There are clearly some choices close by, however determining the gap utilizing the shapefiles and the purpose will be tough and computationally costly. As an alternative, reverse geocoding will be utilized. Step one, as talked about above, is figuring out the area you wish to connect the purpose to. On this case, the area is “a 1/2-mile distance from a park in New York Metropolis.” The second step is calculation if the purpose lies inside a area, which will be achieved mathematically utilizing the beforehand talked about strategies or by making use of the “incorporates” perform in geopandas. The next code is used so as to add a 1/2-mile buffer to the boundaries of the parks earlier than testing to see which parks’ buffered areas now include the purpose.

# Venture the coordinates from latitude and longitude into meters for distance calculations
buffered_parks = parks.to_crs(epsg=2263)
pizza_point = pizza_point.to_crs(epsg=2263)
# Add a buffer to the areas extending the border by 1/2 mile = 2640 ft
buffered_parks = buffered_parks.buffer(2640)
# Discover all parks whose buffered area incorporates the pizza parlor
pizza_parks = parks.loc[buffered_parks.contains(pizza_point["geometry"].values[0])]

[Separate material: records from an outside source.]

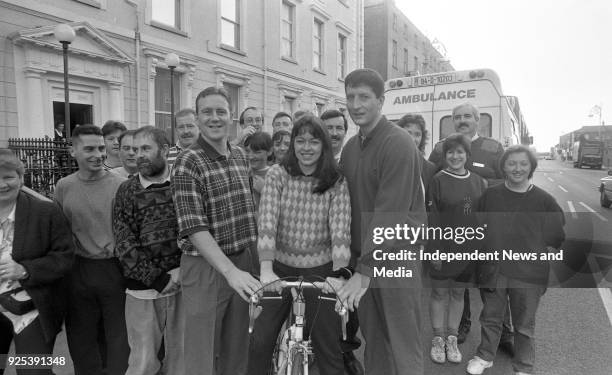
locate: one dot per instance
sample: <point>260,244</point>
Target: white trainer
<point>477,365</point>
<point>453,354</point>
<point>438,354</point>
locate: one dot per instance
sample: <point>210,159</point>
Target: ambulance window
<point>447,127</point>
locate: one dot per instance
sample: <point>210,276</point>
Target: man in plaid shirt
<point>217,234</point>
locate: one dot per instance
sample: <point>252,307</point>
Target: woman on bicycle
<point>304,230</point>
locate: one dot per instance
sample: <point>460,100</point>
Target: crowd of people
<point>150,251</point>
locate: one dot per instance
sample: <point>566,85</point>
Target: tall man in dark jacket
<point>382,168</point>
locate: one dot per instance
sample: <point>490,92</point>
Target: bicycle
<point>291,355</point>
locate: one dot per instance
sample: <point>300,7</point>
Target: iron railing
<point>45,161</point>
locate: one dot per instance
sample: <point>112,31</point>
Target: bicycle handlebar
<point>301,284</point>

This buffer reveals the close by parks, that are highlighted in blue within the picture beneath




After profitable reverse geocoding, you’ve got discovered that there are 8 parks inside a half mile of the pizza parlor during which you may have your picnic. Get pleasure from that slice.

Pizza Slice by j4p4n




  1. Lawler, Josh and Schiess, Peter. ESRM 250: Introduction to Geographic Info Programs in Forest Assets. Definitions of GIS, 12 Feb. 2009, College of Washington, Seattle. Class Lecture.
  2. CSCL PUB. New York OpenData.
  3. U.S. Census Bureau Geocoder Documentation. August 2022. 
  4. Shimrat, M., “Algorithm 112: Place of level relative to polygon” 1962, Communications of the ACM Quantity 5 Problem 8, Aug. 1962. 
  5. Hosch, William L.. “Jordan curve theorem”. Encyclopedia Britannica, 13 Apr. 2018,
  6. Weisstein, Eric W. “Contour Winding Quantity.” From MathWorld–A Wolfram Net Useful resource.
  7. NYC Parks Open Information Workforce. Parks Properties. April 14, 2023.
  8. j4p4n, “Pizza Slice.” From OpenClipArt.

Evan Miller is a Information Science Fellow at Tech Impression, the place he makes use of knowledge to help nonprofit and authorities companies with a mission of social good. Beforehand, Evan used machine studying to coach autonomous automobiles at Central Michigan College.